Iran uranium breaches
According to the IAEA, as reported by the BBC, Iran intends to start enriching uranium to 20% purity, in its “most significant breach” of the nuclear deal so far. Such a level of enrichment falls far short of the 90% necessary to make a nuclear bomb, but is significantly above the 3.67% limit stipulated by the 2015 JCPOA.
Tehran did not specify in its letter to the UN nuclear agency when the enrichment activity would take place. The increase to 20% was mandated by Iran’s parliament in December, in retaliation for the assassination of Mohsen Fakhrizadeh.
Iran’s current enrichment levels are 4.5%, Sky News reports.
Soleimani: one year on
Arguing that Trump’s “maximum pressure” policy on Iran has worked, Joseph I. Lieberman (the 2000 Democratic nominee for vice president and chairman of United Against Nuclear Iran) and Mark D. Wallace (CEO of United Against Nuclear Iran and a former Bush 43 administration official), have called on Biden “not to re-enter the original agreement but instead work with both parties in Washington and our allies in Europe and the Middle East to develop a new Iran policy — one that reflects the regional realities of 2021, not 2015.”
Barbara Slavin, director of the Future of Iran Initiative at the Atlantic Council, has argued on the contrary that the Soleimani assassination failed to re-establish ‘deterrence’ against Iran, concluding: “There is a window for a return to diplomacy with Iran before its own presidential elections in June. The United States—and Israel—can’t kill their way to Iranian non-proliferation or accomplish that goal through cyber attacks. Only diplomacy has proven effective in constraining Iran’s nuclear activities.

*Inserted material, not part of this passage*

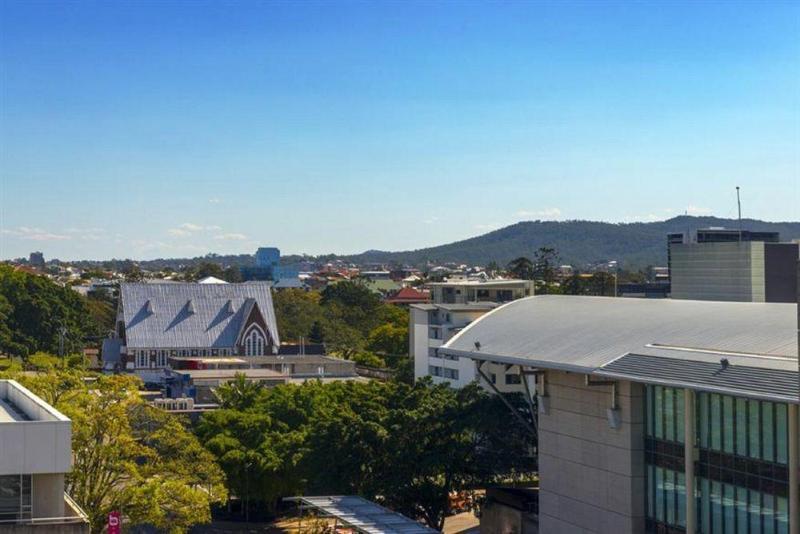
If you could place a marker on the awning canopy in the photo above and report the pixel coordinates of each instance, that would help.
(362, 515)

It is the only sensible way forward.”
NATO
Effectiveness of Atlantic alliance
The Times’ editorial on NATO this morning argues that “it will take more than a new American leader to restore trust in the increasingly exhausted postwar institutions, which were set up in part as a vehicle for western global leadership.” It suggests that combatting China falls “outside Nato’s north Atlantic remit”, pointing out that much cooperation on the matter is being undertaken by the ‘Quad’.
Western Sahara occupation
The Morning Starreports that NATO has “inflamed simmering tensions in north Africa after its website showed a map with Morocco’s border extending deep into the occupied territory of Western Sahara”.
Nuclear power
Poland nuclear power
Poland’s climate minister Michal Kurtyka has said that Biden’s administration will not derail Washington’s cooperation with Warsaw on plans for the latter to develop its own nuclear energy capacities, the FT reports. “There is an advanced discussion with the US on this subject and I think it is very promising…As far as I know there is bipartisan support for the development of nuclear energy in the US, and I wouldn’t expect any changes in a strategic decision which has been engaging [our] countries for a long time”, Kurtyka told the Financial Times.
Nuclear fusion
A report on nuclear fusion in the Guardian says that scientists hope that fusion reactors will be able to start producing electricity by the end of this decade. Daniel Jassby, a retired Princeton researcher, expressed scepticism about whether fusion will ever be a reliable energy source, saying: “When you consider we get solar and wind energy for free, to rely on fusion reaction would be foolish”.